É possível detetar o gás antes da prospeção e que tipo de tecnologia é utilizada?
Esta súbita falta de ar explica a utilização de elementos rudimentares para detetar a ausência de oxigénio pelos mineiros até meados do século XX, como a utilização de canários em gaiolas, que detetavam e sofriam a diminuição de oxigénio nas instalações subterrâneas antes dos próprios mineiros.
Hoje em dia dispomos da tecnologia necessária que, em teoria, deveria evitar este tipo de infortúnio: "Nas minas em funcionamento existem dispositivos que detetam o gás metano: os metanómetros", explica o especialista da unidade asturiana do IGM."São detetores que,** quando devidamente calibrados e mantidos, têm a capacidade de detetar estas concentrações".
Fernández Suárez aponta outro aspeto chave para manter a segurança dos trabalhadores neste ramo do setor primário: "A ventilação desempenha um papel muito importante. Nas minas, o normal é dispor de instalações que permitam evacuar as possíveis concentrações de metano, gás grisu e trazer ar fresco do exterior (...) Estamos a falar de ventiladores e tubos de extração, algo comum em todas as minas".
Existem outros gases semelhantes que possam ser perigosos?
Não existem substâncias semelhantes que provoquem este tipo de acidente. Sabe-se que o gás radão está presente em zonas graníticas ou que se acumula em locais sem ventilação adequada. Mas não representa um perigo para a saúde, exceto em quantidades muito elevadas e, em qualquer caso, não provoca este tipo de explosão.
Que acidentes semelhantes ocorreram em Espanha?
A delegada do governo no Principado, a asturiana e antiga porta-voz do Partido Socialista no Congresso, Adriana Lastra, apareceu visivelmente afetada perante os meios de comunicação social para fazer uma primeira avaliação da situação. "O importante agora é que a polícia judiciária já está a investigar o que se ou", declarou Adriana Lastra, salientando que a primeira hipótese se centra no gás grisu.
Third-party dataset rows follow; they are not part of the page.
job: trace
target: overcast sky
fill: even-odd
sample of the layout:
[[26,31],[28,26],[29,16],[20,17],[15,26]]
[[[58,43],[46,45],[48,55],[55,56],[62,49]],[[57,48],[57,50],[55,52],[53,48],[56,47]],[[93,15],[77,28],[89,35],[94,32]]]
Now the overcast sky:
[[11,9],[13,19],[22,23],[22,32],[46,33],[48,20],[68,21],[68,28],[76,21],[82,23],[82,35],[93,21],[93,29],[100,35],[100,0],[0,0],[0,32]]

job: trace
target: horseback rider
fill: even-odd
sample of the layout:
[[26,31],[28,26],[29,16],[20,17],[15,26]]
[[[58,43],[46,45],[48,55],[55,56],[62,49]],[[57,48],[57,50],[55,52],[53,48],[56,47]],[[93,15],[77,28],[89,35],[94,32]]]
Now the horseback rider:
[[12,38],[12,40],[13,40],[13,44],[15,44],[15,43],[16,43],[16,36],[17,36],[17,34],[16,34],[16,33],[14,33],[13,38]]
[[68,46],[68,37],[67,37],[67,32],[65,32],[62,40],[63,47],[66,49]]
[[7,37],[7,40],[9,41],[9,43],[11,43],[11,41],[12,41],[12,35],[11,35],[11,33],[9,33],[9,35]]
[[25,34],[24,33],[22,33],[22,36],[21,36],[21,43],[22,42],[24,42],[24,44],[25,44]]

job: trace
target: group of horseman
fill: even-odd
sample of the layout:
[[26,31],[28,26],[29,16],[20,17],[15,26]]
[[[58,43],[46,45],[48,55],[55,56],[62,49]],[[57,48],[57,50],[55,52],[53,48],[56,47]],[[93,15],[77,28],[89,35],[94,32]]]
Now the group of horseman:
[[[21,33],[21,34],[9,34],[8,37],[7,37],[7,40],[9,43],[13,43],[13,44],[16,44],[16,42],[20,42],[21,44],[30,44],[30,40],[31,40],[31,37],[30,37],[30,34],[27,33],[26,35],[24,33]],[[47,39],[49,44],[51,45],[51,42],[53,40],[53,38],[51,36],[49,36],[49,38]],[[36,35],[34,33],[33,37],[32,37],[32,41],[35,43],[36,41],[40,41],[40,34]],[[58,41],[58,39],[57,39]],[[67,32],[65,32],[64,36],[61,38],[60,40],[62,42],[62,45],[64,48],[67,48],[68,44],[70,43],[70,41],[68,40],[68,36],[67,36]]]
"Estamos a falar do maior acidente mineiro nas Astúrias desde há 30 anos, desde o acidente de Pozo Nicolasa em 1995, e é por isso que compreenderão como o vivemos, especialmente aqueles que são da bacia mineira", disse Barbón durante a sua entrevista esta manhã no programa 'La Hora de la 1'. O presidente regional refere-se à famosa explosão de um grisu numa outra galeria subterrânea perto da cidade de Mieres, que causou a morte de 14 mineiros. A explosão ocorreu a grande profundidade e gerou um incêndio, o que dificultou o resgate das vítimas.
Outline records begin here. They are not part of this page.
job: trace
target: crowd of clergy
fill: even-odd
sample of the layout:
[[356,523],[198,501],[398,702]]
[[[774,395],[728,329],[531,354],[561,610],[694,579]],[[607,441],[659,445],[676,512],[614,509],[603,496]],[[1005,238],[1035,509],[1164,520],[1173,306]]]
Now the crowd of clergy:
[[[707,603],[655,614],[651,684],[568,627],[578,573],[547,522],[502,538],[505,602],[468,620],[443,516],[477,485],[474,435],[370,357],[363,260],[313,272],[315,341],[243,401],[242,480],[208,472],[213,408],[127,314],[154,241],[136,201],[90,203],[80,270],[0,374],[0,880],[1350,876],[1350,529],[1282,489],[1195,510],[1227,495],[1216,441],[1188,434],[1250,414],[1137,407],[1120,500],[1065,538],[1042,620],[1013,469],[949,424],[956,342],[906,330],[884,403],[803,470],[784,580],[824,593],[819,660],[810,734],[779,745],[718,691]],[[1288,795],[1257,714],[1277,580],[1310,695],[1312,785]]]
Em 2013, seis trabalhadores morreram na mina Emilio del Valle, em León. O grisu deslocou novamente o oxigénio, provocando a asfixia instantânea dos mineiros. O acidente mais grave das últimas décadas ocorreu em 3 de novembro de 1975, na mina de Figols, em Barcelona, na Catalunha, quando uma explosão de grisu matou cerca de 30 pessoas.